En el Pla d’Albarca aún resulta fácil encontrar manadas de ovejas . | FOTOS: X. P.

La vida de cada hombre es un camino hacia sí mismo, el intento de un camino, el esbozo de un sendero. (Hermann Hesse)

Vides en el Pla d’Albarca.

En esta Ibiza mutante, que navega con rumbo errático hacia lo irreconocible, siempre urge encontrar senderos donde poder avanzar hacia atrás. Caminos a través de los que engañar el tiempo y retornar a aquella Ibiza prácticamente sin mácula de cuando éramos niños y todo resultaba más sencillo, tangible y comprensible. De estos parajes esenciales van quedando pocos y, aquellos que resisten, lo hacen condicionados a ciertos momentos y estaciones, pues la marabunta veraniega que transita por nuestro territorio, ante los niveles de saturación, explora cada palmo en busca del paraíso prometido en folletos y guías, y en respuesta a sus propias expectativas.

Algarrobos y bancales en las colinas de Sant Mateu.

El entorno de Sant Mateu y la retícula de travesías que discurren entre campos labrados, parcelas en barbecho, pastos y vides constituye uno de estos preciados lugares. A diferencia de la cercana llanura de Corona, que ya lleva décadas atrayendo multitudes por el gancho de los almendros en flor, el Pla d’Albarca aún inspira suficiente indiferencia como para mantener su característica apacibilidad, sin duda muy apreciada por sus aproximadamente cuatrocientos vecinos.

A pesar de la cercanía, el paisaje entre uno y otro llano es notablemente distinto.
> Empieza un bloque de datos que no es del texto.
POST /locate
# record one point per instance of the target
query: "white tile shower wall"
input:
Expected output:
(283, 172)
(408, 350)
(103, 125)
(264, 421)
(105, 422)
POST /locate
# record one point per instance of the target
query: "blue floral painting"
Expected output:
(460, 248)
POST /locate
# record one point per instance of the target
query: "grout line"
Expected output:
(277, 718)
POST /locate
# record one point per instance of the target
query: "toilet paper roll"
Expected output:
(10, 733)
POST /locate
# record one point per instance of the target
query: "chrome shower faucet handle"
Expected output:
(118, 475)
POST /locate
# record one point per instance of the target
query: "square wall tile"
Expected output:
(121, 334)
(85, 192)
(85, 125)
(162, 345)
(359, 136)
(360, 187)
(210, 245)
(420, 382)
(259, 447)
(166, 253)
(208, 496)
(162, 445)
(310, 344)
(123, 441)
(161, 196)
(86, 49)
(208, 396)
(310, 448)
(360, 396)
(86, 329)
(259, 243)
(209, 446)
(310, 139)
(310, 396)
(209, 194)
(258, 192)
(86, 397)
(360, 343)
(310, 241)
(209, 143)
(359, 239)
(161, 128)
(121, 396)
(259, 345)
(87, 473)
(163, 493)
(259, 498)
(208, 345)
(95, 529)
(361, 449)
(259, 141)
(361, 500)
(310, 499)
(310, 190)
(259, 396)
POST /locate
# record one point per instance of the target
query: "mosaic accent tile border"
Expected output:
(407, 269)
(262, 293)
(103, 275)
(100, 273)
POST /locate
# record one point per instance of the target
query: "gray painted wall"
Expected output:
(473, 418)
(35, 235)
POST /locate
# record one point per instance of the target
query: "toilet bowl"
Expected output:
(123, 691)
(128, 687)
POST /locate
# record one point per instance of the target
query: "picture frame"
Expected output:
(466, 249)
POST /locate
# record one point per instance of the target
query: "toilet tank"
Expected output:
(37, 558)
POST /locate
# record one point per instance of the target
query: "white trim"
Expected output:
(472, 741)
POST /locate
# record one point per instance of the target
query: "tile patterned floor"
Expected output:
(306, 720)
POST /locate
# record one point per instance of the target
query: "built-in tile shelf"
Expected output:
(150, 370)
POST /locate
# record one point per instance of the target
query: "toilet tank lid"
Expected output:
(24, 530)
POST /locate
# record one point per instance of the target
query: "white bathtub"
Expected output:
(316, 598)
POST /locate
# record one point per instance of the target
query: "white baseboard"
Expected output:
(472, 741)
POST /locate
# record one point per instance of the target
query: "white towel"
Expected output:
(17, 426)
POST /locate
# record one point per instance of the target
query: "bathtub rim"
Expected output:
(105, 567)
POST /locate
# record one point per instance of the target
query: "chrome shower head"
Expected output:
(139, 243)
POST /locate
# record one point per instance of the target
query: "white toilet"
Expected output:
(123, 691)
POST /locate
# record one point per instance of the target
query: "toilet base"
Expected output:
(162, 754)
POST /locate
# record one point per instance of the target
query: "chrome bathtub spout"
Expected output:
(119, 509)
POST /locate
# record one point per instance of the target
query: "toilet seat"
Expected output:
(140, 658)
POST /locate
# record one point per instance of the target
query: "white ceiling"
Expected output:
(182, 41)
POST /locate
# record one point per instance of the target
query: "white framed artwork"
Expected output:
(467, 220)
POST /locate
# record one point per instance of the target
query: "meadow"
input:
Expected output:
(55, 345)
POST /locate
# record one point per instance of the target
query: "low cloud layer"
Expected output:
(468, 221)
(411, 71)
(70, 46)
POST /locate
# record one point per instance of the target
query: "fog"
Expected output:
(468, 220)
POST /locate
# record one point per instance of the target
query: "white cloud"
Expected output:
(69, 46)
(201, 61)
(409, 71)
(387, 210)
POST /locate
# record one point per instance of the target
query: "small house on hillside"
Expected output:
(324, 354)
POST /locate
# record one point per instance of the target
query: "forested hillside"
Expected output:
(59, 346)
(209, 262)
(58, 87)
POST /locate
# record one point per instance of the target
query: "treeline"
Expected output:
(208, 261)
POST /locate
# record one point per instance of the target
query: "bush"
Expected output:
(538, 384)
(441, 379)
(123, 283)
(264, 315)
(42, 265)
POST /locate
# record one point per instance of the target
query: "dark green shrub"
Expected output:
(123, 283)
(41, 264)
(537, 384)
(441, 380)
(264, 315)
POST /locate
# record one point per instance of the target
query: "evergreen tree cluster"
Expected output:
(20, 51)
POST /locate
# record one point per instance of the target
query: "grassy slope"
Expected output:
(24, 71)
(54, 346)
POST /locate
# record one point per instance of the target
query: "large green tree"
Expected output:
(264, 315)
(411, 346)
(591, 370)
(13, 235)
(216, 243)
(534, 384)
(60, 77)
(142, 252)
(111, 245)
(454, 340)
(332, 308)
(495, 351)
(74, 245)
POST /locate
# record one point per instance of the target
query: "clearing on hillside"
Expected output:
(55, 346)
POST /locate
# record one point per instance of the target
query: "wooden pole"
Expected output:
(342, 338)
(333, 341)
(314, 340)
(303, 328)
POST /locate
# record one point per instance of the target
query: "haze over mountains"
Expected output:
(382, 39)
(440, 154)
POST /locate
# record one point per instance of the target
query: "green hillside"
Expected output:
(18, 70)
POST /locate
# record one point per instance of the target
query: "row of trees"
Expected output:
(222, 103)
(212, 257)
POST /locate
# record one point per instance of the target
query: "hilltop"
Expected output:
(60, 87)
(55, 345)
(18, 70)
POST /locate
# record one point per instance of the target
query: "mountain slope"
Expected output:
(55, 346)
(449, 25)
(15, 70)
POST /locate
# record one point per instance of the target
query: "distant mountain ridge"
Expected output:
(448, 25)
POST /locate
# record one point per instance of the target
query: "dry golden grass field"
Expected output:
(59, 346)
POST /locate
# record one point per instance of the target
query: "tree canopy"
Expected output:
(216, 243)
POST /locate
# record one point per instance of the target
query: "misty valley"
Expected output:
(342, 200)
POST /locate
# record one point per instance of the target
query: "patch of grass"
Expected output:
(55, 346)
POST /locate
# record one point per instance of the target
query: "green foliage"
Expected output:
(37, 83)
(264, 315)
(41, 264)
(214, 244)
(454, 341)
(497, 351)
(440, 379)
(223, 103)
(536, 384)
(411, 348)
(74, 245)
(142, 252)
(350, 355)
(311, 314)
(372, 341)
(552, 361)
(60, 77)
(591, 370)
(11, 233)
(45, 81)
De la planicie de Sant Mateu lo primero que destaca es la extensión de labrantío bien cuidado y roturado, donde las cepas viejas adquieren un protagonismo preponderante. La vida agrícola, en Sant Mateu, se mantiene más esplendorosa que en otras latitudes. Por sus veredas circulan rebaños de cabras y ovejas, y el tono bermellón, férrico, de las ondas de tierra que levantan los arados, asombra por su intensidad; sobre todo a los ibicencos del sur, donde el campo, aunque vivo, posee un matiz más apagado.
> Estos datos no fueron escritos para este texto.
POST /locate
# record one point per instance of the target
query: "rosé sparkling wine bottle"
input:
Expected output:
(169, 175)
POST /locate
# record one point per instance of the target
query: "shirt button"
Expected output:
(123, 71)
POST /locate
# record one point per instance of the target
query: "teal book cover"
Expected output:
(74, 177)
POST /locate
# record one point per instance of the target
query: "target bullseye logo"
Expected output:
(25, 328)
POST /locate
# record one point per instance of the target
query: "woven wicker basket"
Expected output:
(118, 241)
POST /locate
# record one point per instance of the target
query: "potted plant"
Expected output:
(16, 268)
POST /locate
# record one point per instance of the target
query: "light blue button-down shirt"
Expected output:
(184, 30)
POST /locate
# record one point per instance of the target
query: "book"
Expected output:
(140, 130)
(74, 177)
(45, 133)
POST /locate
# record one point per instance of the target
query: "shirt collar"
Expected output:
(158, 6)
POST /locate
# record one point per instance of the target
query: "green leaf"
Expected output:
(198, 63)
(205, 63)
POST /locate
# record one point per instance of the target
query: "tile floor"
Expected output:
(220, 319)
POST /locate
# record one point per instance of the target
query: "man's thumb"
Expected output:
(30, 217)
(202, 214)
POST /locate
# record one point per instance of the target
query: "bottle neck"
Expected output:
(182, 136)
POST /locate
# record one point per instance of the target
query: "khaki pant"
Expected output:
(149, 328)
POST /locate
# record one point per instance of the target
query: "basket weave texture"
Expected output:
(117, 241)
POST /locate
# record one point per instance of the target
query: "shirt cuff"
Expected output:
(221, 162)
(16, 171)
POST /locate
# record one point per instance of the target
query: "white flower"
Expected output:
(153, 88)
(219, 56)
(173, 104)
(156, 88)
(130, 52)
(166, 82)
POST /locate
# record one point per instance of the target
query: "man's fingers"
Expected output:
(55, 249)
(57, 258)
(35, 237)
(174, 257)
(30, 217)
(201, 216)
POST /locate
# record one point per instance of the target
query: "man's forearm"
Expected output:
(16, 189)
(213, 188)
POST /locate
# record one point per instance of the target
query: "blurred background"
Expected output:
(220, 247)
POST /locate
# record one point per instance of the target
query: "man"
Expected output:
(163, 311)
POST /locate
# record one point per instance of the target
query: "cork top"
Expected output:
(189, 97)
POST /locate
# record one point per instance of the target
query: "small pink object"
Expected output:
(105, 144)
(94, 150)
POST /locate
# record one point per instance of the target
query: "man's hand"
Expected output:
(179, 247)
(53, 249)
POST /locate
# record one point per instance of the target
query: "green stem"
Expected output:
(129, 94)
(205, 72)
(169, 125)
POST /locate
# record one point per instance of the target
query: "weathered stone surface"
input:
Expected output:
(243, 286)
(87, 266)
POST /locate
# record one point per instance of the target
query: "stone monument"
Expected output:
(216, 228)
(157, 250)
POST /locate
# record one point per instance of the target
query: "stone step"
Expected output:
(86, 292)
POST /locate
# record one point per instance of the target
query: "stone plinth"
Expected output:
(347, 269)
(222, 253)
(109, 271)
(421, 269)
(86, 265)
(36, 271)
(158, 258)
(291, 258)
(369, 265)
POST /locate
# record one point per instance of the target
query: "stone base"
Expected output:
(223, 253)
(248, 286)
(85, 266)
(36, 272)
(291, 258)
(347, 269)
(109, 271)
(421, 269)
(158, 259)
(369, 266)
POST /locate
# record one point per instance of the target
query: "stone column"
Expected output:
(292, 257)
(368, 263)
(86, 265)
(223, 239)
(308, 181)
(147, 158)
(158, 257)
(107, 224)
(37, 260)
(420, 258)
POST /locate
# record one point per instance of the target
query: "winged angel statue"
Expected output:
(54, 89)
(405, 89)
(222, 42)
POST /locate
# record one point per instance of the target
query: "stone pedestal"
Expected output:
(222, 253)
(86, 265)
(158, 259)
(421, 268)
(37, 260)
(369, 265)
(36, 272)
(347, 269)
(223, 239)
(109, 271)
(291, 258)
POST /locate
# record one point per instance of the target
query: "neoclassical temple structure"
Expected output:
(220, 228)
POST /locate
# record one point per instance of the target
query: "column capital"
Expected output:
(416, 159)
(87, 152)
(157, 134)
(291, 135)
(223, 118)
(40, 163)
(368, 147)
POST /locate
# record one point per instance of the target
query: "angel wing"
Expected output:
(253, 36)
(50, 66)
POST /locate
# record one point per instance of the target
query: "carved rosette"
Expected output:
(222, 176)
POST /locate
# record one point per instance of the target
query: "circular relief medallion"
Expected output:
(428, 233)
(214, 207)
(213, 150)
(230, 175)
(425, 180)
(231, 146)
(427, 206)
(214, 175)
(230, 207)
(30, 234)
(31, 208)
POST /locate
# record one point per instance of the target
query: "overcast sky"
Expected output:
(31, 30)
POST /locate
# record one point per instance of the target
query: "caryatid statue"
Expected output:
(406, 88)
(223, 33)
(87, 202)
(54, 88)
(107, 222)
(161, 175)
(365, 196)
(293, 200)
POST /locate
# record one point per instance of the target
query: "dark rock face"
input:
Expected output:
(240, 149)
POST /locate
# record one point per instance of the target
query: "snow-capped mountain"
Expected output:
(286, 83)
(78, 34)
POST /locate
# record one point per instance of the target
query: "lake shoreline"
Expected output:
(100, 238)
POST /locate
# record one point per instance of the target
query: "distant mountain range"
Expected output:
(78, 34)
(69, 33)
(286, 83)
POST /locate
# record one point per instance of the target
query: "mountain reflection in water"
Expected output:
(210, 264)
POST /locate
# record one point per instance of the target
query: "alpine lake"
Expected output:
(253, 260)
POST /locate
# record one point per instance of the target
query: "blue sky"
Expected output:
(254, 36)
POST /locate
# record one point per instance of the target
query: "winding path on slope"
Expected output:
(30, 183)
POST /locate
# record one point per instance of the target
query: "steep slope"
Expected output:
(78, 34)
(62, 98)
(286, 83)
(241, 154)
A orillas del llano y junto a los caminos que ascienden por el monte hasta los caseríos, grandes masas rocosas de superficie curva y lisa parecen emerger de los campos como colosales cebollas maduras. Piedra viva y azulada, cerúlea, que ha ejercido durante siglos como esencial materia prima. Esos mismos cantos, rústicamente tallados, componen el cercado sobre el que se apoya el vía crucis encalado que aguarda en las cercanías del templo, por detrás de Can Cires, donde el mismo pedregal sobresale entre almendros y algarrobos. Que titánica empresa tuvo que ser para los primeros campesinos de Albarca transformar en cultivos aquellos peñascales.
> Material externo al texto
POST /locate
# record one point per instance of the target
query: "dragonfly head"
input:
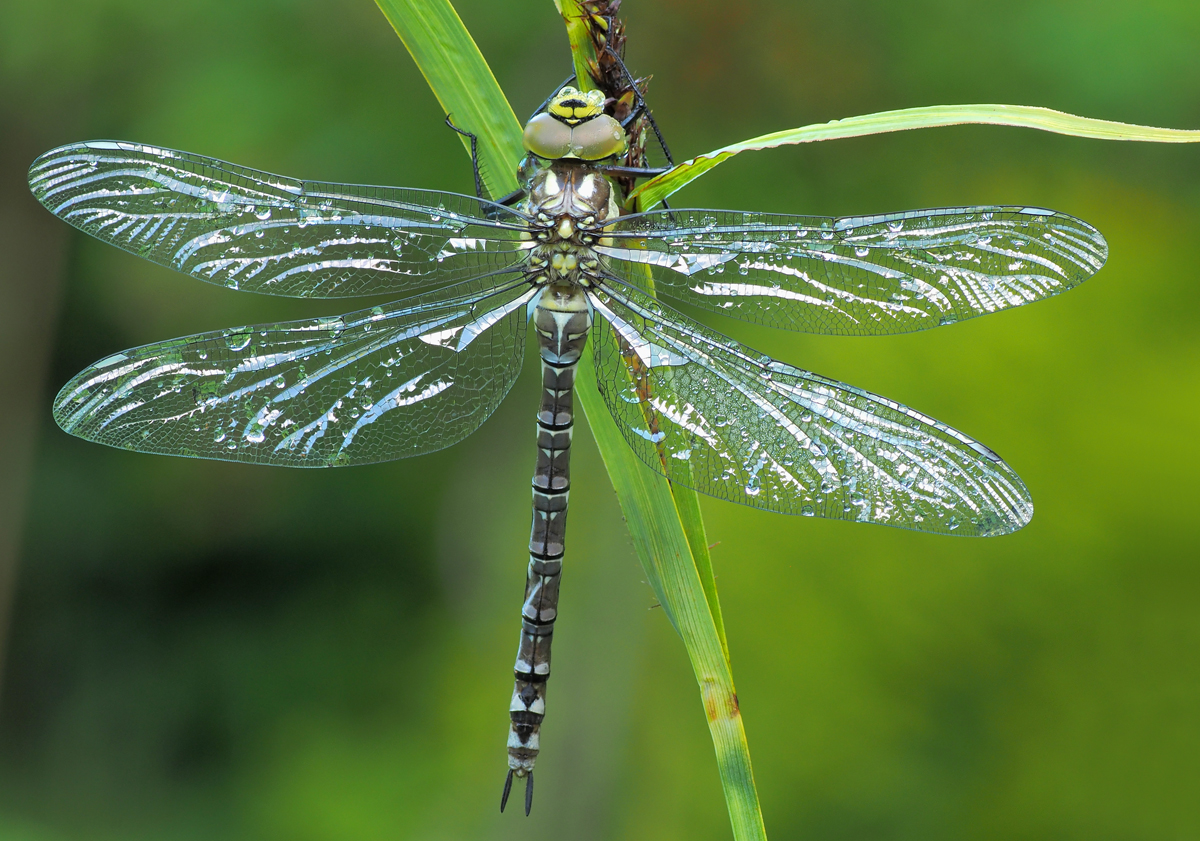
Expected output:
(575, 126)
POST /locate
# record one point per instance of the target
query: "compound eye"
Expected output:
(598, 138)
(546, 137)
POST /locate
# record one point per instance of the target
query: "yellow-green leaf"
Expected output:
(1026, 116)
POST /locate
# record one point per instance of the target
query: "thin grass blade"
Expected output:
(652, 193)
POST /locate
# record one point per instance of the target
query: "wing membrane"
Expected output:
(719, 418)
(246, 229)
(864, 275)
(384, 383)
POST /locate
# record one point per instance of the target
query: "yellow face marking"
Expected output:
(574, 106)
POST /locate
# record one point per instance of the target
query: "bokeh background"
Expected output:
(205, 650)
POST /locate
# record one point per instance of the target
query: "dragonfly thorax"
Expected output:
(570, 191)
(569, 203)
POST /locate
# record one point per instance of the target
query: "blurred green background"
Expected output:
(205, 650)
Al ascender las colinas aledañas, algarrobos apuntalados con rodrigones, chumberas y bancales toman el paisaje, alternándose la piedra viva y la muerta. Así hasta los bosques de las cimas, donde antaño se construían carboneras para aprovechar la poda de los pinos. El más apabullante de los escenarios, sin embargo, se halla poco después de una bifurcación al norte del llano, junto a un escueto pinar. Tomando el camino de la derecha se alcanza el sendero que desciende hacia Cala d’Albarca. Allí, hasta donde alcanza la vista, no se distingue una sola casa.

En la isla quedan pocos parajes tan extensos que se mantengan exactamente como hace cien años. A media hora de descenso, sobre el puente de piedra esculpido por la naturaleza y el tiempo, con el mar a los pies y la mola d’Albarca a lo lejos, al caminante se le pasan todos los males, incluidos los del progreso.